UNILAK held a High Level Meeting on Examining Success Factors for Sustainable Rural Development through the Integrated Co-operative Model (CCA/IDRC funded project) on 11th to 17th February 2016. The meeting gathered researchers from SASKATCHEWAN University (Canada), Makerere University (Uganda), Moshi Cooperatives University (Tanzania) and UNILAK (Rwanda). The meeting intended to present the new knowledge and assess the impact of the model as well as identifying the key elements of an enabling environment that would allow the model to achieve its full potential in rural development. The meeting also depicted the development of the cooperative businesses involved.

The research findings discussed in the meeting were carried out between March 2013 to March 2016 in Uganda, Rwanda, Tanzania, and Canada. It was found that structures for the integrated co-operative model existed in all the survey countries. However, they found there was a need for policy and strategy of transformation from traditional co-operative societies to entrepreneurial co-operatives.
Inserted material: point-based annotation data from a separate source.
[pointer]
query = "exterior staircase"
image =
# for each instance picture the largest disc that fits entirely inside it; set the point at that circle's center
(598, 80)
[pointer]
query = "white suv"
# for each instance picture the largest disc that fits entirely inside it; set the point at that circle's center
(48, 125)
Secondly, countries needed strategic administrative models with strategic exit plans. Thirdly, youth participation in agricultural marketing co-operatives was found to be critical in generation of new ideas and innovative cooperative practices. Lastly, they found there was a need to improve private sector relations with the co-operative movement in all round strategy for promoting interaction between investor owned firms and co-operative enterprises.